As summarized nicely in Figure 6, the study also found enrichment of URVs in genes that are specifically expressed in neurons, rather than in other CNS cell types (P = 2.1 × 10−10). Such pathway analysis provides empiric support for the genetic pathway model.
But here is the rub. There are two challenges to use the output of this elegant genetic study to guide drug discovery:
(1) The study was not able to resolve most of the URV signal to individual genes. Through gene burden tests, no single gene emerged as surpassing a study-wide level of significance (Supplementary Figure 4). There was, however, suggestive evidence for a few genes previously implicated in rare variant studies in schizophrenia (e.g., TAF13, SETD1A, NRXN1, see Supplementary Table 3). For example, a previous study identified rare loss-of-function variants in SETD1A as associated with increased risk for schizophrenia and learning disabilities at a genome-wide level of significance (here). Thus, for the allelic series model to successfully identify new disease genes – and therefore new drug targets – many more individuals need to be sequenced.
How many more? The manuscript only states “much larger cohorts will be needed”. No modeling is provided to estimate cohort size.

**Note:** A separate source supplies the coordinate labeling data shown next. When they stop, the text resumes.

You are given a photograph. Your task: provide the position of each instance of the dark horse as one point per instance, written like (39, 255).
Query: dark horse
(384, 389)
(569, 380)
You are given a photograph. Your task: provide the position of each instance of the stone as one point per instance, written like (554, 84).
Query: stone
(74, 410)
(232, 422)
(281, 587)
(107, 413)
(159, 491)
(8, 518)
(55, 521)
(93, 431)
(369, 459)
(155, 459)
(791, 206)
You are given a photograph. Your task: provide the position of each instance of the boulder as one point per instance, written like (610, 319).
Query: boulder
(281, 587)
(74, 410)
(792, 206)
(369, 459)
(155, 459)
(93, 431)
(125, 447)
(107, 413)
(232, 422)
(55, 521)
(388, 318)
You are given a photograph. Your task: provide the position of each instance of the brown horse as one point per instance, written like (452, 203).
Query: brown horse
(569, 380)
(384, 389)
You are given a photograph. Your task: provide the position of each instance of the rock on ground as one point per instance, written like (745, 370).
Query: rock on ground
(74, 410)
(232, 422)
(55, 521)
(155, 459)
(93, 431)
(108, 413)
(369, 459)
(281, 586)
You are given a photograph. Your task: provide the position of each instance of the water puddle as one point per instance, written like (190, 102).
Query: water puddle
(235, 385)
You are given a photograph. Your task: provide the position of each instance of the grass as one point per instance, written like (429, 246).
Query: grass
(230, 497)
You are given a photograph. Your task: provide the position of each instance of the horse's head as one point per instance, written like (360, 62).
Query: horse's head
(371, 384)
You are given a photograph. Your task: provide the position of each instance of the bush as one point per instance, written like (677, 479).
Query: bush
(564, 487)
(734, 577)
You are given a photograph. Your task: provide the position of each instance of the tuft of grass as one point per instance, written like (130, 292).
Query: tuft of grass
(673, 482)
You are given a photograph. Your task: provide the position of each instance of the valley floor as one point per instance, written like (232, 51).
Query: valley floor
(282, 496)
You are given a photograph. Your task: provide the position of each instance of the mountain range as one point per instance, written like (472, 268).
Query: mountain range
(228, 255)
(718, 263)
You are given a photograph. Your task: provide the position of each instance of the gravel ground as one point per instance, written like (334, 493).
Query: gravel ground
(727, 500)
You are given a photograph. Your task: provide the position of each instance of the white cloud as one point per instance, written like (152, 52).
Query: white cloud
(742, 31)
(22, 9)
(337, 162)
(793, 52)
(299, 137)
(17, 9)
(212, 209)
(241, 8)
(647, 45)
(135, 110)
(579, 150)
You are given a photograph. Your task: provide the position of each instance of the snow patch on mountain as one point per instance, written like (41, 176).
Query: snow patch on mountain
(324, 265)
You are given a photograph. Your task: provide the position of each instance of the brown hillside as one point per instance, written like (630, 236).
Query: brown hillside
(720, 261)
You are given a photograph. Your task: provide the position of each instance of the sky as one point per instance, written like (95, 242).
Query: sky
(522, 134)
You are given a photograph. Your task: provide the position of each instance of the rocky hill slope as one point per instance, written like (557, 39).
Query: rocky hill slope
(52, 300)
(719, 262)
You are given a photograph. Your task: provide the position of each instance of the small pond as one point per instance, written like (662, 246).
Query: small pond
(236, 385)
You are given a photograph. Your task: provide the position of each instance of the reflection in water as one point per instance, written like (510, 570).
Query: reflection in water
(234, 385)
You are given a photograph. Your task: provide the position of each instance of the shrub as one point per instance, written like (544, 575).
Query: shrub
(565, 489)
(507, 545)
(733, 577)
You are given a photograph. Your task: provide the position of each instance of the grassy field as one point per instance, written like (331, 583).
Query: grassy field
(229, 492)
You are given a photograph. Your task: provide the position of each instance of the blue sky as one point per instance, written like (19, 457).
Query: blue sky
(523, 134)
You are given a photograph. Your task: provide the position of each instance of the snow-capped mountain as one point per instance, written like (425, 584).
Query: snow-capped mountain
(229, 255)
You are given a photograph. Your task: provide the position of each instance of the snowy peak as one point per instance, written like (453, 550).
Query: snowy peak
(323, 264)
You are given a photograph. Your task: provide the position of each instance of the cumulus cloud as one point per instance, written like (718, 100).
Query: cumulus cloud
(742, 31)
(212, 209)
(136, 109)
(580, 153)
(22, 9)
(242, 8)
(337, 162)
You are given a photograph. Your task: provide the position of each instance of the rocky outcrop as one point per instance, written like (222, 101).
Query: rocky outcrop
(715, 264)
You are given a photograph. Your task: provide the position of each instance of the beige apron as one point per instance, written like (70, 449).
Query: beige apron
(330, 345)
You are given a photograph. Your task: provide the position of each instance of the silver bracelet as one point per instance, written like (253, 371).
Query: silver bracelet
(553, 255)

The study referenced Zuk et al PNAS 2014, which provided estimates that at least “at least 25,000 cases, together with a substantial replication set” is required for a well-powered rare-variant association study.
(2) While polygenic models identify genetic pathways, it is a challenge to make this actionable for drug discovery. Through sophisticated pathway analyses, the study implicated “neuron-specific genes, but not in other brain cell type specific genes”. The authors hypothesize that synaptic genes in particular are relevant to the pathogenesis of schizophrenia. The challenge is to turn that gene set into a robust assay for a phenotypic screen, or into discrete biology to select compelling targets. This is not an easy task. Indeed, a recent Nature Reviews Drug Discovery article by Horvath and colleagues proposed a set of principles to facilitate the definition and development of disease-relevant assays.
Finally, I should briefly point out two companion papers (here, here). The first, by Pamela Sklar and colleagues, used gene expression data from brain tissue (dorsolateral prefrontal cortex, to be exact) from people with schizophrenia (N = 258) and control subjects (N = 279) to create co-expression networks. Then, they altered expression of specific genes in zebrafish and in human neural progenitor cells to gain insight into human physiology. The second, by Ben Neale and colleagues, demonstrated that disruptive/damaging URVs in highly constrained genes influence the determinants of years of education in the general population.
OK – so those are my professional fears to leverage human genetics to drive drug R&D. As for my personal fears…that is a conversation for another time!